そうすると、置いてあったシンゴウアックスを手に取ると机に置く。
「シンゴウアックスを返しに来た」
超がつくほどの意外な申し出に少し私は止まってしまった。シンゴウアックス⋯⋯⋯今は亡きベアおばが「カタゴンベ入れさせるかわりに作りやがれ(オブラートに包みこんだ表現)」的な事を言って作らされたもの⋯⋯⋯だったのですが。
これまさかサオリさんに聞かれてましたねこれ。通りでバリシカの近くに気配があったと思ったんですよ。ですけどそれサオリさんにあげるようにと少し改造して作ったやつなのですから⋯⋯
「元々サオリさんにあげる予定で作ったものなのですから返さなくていいですよ?」
「だが⋯⋯ベアトリーチェに作らされたものなのだろう?ならばその成果は返しておくべきだと思ってな」
わぁ⋯⋯⋯この子すっごい真面目ですよ。絶対強制的に後輩が作らされて何故か自分が賞取ったことになって、それに耐えきれずに「それは(後輩の名前)がつくったものだ!!」と叫んじゃうTypeですよ。

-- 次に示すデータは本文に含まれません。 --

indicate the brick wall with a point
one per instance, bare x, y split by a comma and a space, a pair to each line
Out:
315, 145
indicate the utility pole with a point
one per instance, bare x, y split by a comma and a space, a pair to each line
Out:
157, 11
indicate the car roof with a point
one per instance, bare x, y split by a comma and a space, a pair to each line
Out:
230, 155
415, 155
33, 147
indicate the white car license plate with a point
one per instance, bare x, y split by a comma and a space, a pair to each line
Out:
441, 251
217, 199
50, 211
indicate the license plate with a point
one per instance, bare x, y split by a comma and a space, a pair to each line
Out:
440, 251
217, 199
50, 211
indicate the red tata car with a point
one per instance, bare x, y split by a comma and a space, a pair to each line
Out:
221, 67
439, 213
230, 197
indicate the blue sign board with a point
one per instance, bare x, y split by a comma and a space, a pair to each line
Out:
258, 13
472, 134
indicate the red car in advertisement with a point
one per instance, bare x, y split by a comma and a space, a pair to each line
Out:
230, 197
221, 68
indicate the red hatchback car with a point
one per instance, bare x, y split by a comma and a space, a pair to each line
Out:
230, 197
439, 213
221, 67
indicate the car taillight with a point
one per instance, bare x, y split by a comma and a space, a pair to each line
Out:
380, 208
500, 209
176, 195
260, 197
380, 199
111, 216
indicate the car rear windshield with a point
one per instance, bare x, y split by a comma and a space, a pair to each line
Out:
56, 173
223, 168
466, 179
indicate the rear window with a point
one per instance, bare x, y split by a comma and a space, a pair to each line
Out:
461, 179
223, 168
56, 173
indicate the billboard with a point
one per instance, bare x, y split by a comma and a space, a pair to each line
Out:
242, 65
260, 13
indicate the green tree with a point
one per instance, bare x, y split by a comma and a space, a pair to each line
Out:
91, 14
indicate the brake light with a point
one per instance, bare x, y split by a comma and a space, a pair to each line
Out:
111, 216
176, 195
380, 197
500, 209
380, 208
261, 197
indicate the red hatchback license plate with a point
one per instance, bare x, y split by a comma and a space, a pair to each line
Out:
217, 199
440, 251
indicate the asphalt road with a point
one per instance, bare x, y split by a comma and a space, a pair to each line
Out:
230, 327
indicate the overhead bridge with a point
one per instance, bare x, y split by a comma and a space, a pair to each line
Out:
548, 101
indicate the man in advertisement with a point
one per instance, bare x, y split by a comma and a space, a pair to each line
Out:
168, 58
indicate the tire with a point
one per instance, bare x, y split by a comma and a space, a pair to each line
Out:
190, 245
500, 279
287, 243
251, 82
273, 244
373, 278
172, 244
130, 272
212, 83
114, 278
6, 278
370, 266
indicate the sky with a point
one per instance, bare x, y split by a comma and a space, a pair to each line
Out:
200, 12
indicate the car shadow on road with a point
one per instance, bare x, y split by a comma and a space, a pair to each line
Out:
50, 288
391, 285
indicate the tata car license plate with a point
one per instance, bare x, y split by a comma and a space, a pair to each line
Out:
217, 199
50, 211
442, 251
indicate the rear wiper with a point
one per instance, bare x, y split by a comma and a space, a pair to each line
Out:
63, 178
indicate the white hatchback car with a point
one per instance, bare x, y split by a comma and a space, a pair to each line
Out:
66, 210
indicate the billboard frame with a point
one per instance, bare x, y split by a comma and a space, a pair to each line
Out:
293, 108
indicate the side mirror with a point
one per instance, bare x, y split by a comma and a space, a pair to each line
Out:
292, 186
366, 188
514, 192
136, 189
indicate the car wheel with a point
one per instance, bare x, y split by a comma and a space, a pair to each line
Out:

「別に構いませんし、スペアならあります。なんなら壊れたときに修理を依頼してくれても構いません」
「そんなにしてもらうわけには⋯⋯」
「しつこい人は嫌われますよ?別にいいと、言っています」
「あ、あぁ⋯⋯⋯⋯」
なんでしょう。凄い子犬の匂いがするんですけど。凄い尻尾がシュン⋯⋯ってしてるんですけど。幻覚ですよねこれ、明らかに幻覚ですよね?不味い⋯⋯凄く餌付けしたいです。
「ご飯でも、食べに行きますか?」
一応、データでもご飯を食べることはできる。まぁ中にあるメサイアカード?が吸い込んでくれるからまぁいいでしょうねこれ。

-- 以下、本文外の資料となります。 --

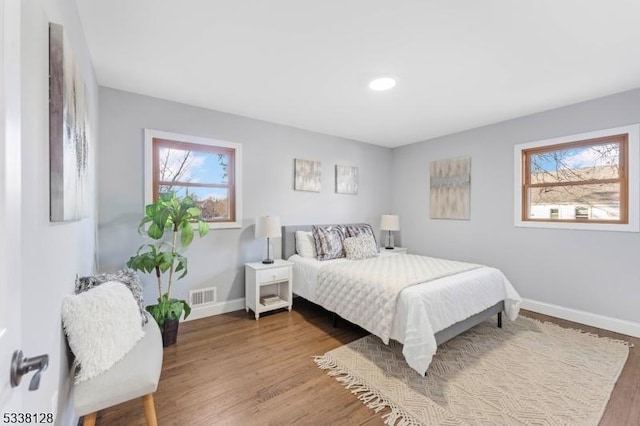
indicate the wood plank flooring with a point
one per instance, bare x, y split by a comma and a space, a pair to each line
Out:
232, 370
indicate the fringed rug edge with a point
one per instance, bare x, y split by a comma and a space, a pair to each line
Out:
368, 395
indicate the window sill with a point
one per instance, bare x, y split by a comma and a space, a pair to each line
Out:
629, 227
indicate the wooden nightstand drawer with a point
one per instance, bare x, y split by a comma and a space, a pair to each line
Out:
273, 275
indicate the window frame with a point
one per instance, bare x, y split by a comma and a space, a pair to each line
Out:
629, 180
198, 144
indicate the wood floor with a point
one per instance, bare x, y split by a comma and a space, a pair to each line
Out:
232, 370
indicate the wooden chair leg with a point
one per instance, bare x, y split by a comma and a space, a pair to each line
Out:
150, 410
90, 419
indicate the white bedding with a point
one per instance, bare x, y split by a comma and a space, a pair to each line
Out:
424, 309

そうして、私、サオリ、エスケイプ、セイアという超異色コンビでご飯を食べに行くことになった。
◇◇◇
場所はトリニティ自治区。
ミラクル5000、そのトリニティでは有名なスイーツをセイアさんが食べたいと言っていましたので行きました。勿論変装してますけど。
「服装が変わるだけでこんなに印象が違うことがあるんだな⋯⋯」
「女装⋯⋯⋯って、やつ⋯⋯だね」
「笑うんじゃないですよ!これだって立派な変装です!」
「マスター、ちょっと声を」
「Désolé、少し興奮してしまいました」
セイアさん貴方肩震わせてんじゃないですよ、何してるんですかあなたは!!!貴方変装のへの字もしてないじゃないですか、そんなんだったら高速でバレちゃいますよこれぇ!!

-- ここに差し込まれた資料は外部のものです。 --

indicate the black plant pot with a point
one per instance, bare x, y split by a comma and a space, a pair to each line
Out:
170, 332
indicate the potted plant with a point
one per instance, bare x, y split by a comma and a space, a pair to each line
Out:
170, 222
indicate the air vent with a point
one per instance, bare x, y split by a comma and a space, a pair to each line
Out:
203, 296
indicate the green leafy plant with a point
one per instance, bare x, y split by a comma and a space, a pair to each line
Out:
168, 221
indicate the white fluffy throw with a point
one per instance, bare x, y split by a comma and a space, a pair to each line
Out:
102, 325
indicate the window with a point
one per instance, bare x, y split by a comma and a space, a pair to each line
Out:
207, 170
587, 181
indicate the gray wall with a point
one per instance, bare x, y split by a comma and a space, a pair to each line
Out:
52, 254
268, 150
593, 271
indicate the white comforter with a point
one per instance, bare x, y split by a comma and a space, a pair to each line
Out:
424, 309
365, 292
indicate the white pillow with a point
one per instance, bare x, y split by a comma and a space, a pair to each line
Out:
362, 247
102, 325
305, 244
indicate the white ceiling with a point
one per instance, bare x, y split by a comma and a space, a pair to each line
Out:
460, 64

因みにエスケイプは普通にヘルメットを被っています。これだけで、「あ、あいつヘルメット団なんだなー」で終わりますので。セイアさんも被るかと聞かれて拒否られたのでね。
「全く⋯⋯⋯で、改めて聞きますけどセイアさんはどうしてサオリ連れてここに?」
「その⋯⋯⋯だね」
その瞬間、すっごいもぞもぞしだした。
「仕事から解放されたかった⋯⋯からじゃ駄目かい?」
絶句、その言葉が私の中を埋め尽くす。こいつ仕事放り投げて来たんですか本気ですか本気ですか!!!ティーパーティーだから仕事が多いのは承知の上来てたのかと思いきやまさかの抜け出しですか!!!
通りで「あれ⋯⋯セイア様?」やら「隣のは⋯⋯誰⋯?」とか聞こえるけどその中に「セイア様ァァァァァァ何処ですかァァァ!!」と叫んでる声が聞こえてるんですか。
「だが、スイーツというものはいい。エデンの証明はしなくともここにエデンがあった⋯⋯!」
「マスター、セイアさんが元からですけど更にバグりました。一旦どうします?人、連れていきます?」
「というか、その、抜け出す為に私は呼ばれたのか⋯⋯?まぁエンターの研究所の場所を教えてくれただけ上々だが」
「サクラコさん呼んでください。あの人なら大丈夫でしょうし」
その後、サクラコさんが呼ばれてきてニッコニコしていた。うん、10人がみたら10人が黒幕の顔と言うことだろう。勘違い体質はいつもこうなのだ。さもあらん。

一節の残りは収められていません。